As I wrote in Punishing low-tax states, the simplest way to handle out-of-state taxes is to tax based on the location of the seller, not the location of the buyer. The latter ensures a complex system that costs consumers a lot of money both because businesses will need to hire experts to manage it and because it will increase the difficulty of new competitors starting up.

If a state has a 5% sales tax, then every purchase from companies based in that state are charged 5%; that company sends a list of zip codes and purchase totals to their own state, which distributes it to the other 49 based on zip codes. If a state has no sales tax, then companies in that state don’t need to collect sales tax.

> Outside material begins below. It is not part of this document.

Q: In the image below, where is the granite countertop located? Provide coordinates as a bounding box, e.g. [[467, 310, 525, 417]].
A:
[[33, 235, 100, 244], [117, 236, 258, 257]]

Easy to manage, even for startups. Preserves privacy. And doesn’t punish low-tax states.

Be thankful we let you live—Thursday, March 4th, 2010

“When you’re using tactics designed to confuse and disorient the people in the house you’re raiding, you can’t then turn around and blame them when, disoriented and confused, they mistake the police for invading criminals.”

“The utter tone-deafness of this line from Schweinsburg is appalling. How dare this mayor question the cops who nearly killed him.”

Alice in Wonderland budgeting—Wednesday, March 3rd, 2010

Alice in Wonderland budgeting. “All of you as mayors would never get away with it. Here in the statehouse, we get away with it.” Governor Christie argues that the solution is in front of them. “We just have to have the courage to go there.”

This is a must-watch video; I wish it were embeddable, and I hope that it doesn’t disappear when the next On The Record comes out.

(Hat tip to Ace at Ace of Spades HQ.)
The All-New (Improved) ElectedNet!—Monday, March 1st, 2010

ElectedNet! used to rely on Grace York’s data set at the University of Michigan; but that went away a little over a year ago. I’ve switched to taking the data directly from the House and Senate web sites1. This means I lose email addresses, but there weren’t many addresses left in the last data set anyway.

In the last build I pulled from Grace’s file in 2008, out of 440 House members, only 26 entries included an email address. Out of 100 Senators, only five entires included an email address. I can’t blame them. Spam makes public addresses nearly worthless.

The Senate data now includes the Washington address and phone number for most members. It also includes when they are next up for re-election. House members are always up for re-election; the White House is up every four years. But Senators are up every six years, and to keep the Senate from having massive turnover every six years Senate seats are divided into three classes, and each class is up for election in a different year.

A bit of quick math lets me get the first Tuesday after the first Monday in November of that year, and I display the actual election date for each seat.

This also lets me add a new feature: you can search on who is up for re-election in the next election, and, if it differs from the next election, the next Presidential election.